The Cairo War Memorial Cemetery is located in the Old Cairo cemetery area of Cairo. Whilst only a short distance from the centre of Cairo (about 5 kilometres), there are a number of other cemeteries in this area, and it is recommended that prospective visitors identify the location of the cemetery clearly on their maps, and check this with drivers or guides before setting off. Access through the main gate is via Al Seka Al Hadid (as it appears on recent maps), parallel to the nearby train line and just off the larger road of Salah Salem. However, even when standing directly outside, the cemetery is easy to miss as the wall and gates blend in easily with the general style of cemeteries in this area.

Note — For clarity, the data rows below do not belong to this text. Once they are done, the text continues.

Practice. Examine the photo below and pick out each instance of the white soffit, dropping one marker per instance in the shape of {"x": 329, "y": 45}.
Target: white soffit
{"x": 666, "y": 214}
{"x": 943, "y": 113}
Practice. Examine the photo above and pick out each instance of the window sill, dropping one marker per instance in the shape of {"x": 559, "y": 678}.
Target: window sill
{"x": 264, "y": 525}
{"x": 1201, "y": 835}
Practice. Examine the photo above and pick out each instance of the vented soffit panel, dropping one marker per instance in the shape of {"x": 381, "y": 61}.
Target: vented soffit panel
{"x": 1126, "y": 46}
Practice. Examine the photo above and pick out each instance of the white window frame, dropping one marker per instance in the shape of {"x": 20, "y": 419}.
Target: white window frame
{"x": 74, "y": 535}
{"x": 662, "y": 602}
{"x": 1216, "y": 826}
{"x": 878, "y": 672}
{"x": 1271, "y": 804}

Upon passing through the gates of the Cairo War Memorial Cemetery, visitors will be met by what appears to be a dual-style of cemetery. On their right hand side (southern side) are the common styles of the Commonwealth War Graves Commission graves; and on the left hand side (northern side) there are different styles of civilian graves. This cemetery was originally part of the civilian New British Protestant Cemetery but parts of this were ceded to the Commonwealth War Graves Commission in 1920. They are now all contained within the large Commonwealth War Graves Commission cemetery walls, but two areas remain divided into different plots.

The Commonwealth War Graves Commission recommends contacting their local office in Cairo before visiting this cemetery in order to ensure that the Head Gardener can open the cemetery gates for visitors - Tel: 00 202 2290 1247

Image: Cairo War Memorial Cemetery.
Creator: Christopher Karykides

This image, showing the Great Cross in the centre of the cemetery, also highlights the stark difference in styles between the civilian (left) and military (right) graves. The Cairo War Memorial Cemetery contains 2392 military burials, consisting of 2054 from the First World War, and 338 from the Second World War. Of these 2392 graves, Australians comprise 513, with 493 of these coming from the First World War and 20 from the Second World War.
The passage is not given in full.